Last week, the Judiciary announced it had submitted nearly 413,000 records to the New Jersey State Police to forward to federal authorities to include in the National Instant Criminal Background Check System (NICS), used by law enforcement across the country to conduct background checks on would-be gun purchasers.
That’s a marked improvement over the 15 records the state had submitted as of October 2011, according to a report by Mayors Against Illegal Guns, a gun control advocacy group founded by New York City Mayor Michael Bloomberg.
The records gap was cited by the group as a significant problem after it was revealed that a Virginia judge had declared Seung Hui Cho mentally ill two years before he shot and killed 32 people during the 2007 Virginia Tech shooting.
Advocates credit much of New Jersey’s improved reporting with a 2010 law clarifying that disclosure of mental health records does not violate privacy laws.
New Jersey also received just over $3.6 million in federal grants to develop an electronic database and tracking system for cases involving mentally ill individuals found to be a danger to themselves or others.
Known as the Civil Commitment Automated Tracking System, the database includes more than 623,000 cases from all 21 counties dating back to 1975.
The New Jersey Administrative Office of the Courts started developing the system in 2010 and began submitting digital records to the state police in April this year, officials said.
So far, about 200 would-be gun buyers have been flagged across the country based on New Jersey data submissions, state officials said.
“I am proud of the work our staff has done to build the database and backload relevant case information so the New Jersey State Police can share the information with law enforcement agencies,” New Jersey Supreme Court Chief Justice Stuart Rabner said in a statement. “This database will help promote public safety not only in New Jersey, but in every state.”
The 413,000 records submitted by New Jersey so far are exclusively involuntary commitments in which a judge has found mentally ill individuals to be a danger to themselves or others. Information about thousands of individuals who voluntarily seek admission to mental health treatment facilities also will be submitted for inclusion on the NICS using the existing infrastructure at no additional cost.
Legislation mandating the state to turn over all records of involuntary and voluntary commitments was signed into law earlier this month by Republican Gov. Chris Christie after it received broad bipartisan support in the state Senate and Assembly.
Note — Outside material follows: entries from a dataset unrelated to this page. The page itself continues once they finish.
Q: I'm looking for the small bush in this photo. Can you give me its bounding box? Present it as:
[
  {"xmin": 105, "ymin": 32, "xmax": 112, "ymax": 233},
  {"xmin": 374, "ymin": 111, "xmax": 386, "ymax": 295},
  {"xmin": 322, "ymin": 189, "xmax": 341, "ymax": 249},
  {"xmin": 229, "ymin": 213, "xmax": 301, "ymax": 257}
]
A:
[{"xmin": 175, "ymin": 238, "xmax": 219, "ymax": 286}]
Assemblywoman Pamela Lampitt, D-6th of Cherry Hill, and Assemblyman Troy Singleton, D-7th of Palmyra, were among the prime sponsors of the mental health reporting bill. Both described it as a critical component to improving gun safety.
“A crucial mental health reporting failure is what allowed the Virginia Tech shooter to purchase weapons despite being adjudicated mentally ill,” Lampitt had said after the Assembly voted 68-10 to approve the measure. “The NICS relies on states to submit this information. If states fail to do so, the database will have incomplete or inaccurate records, allowing some individuals to purchase guns who should be prohibited.”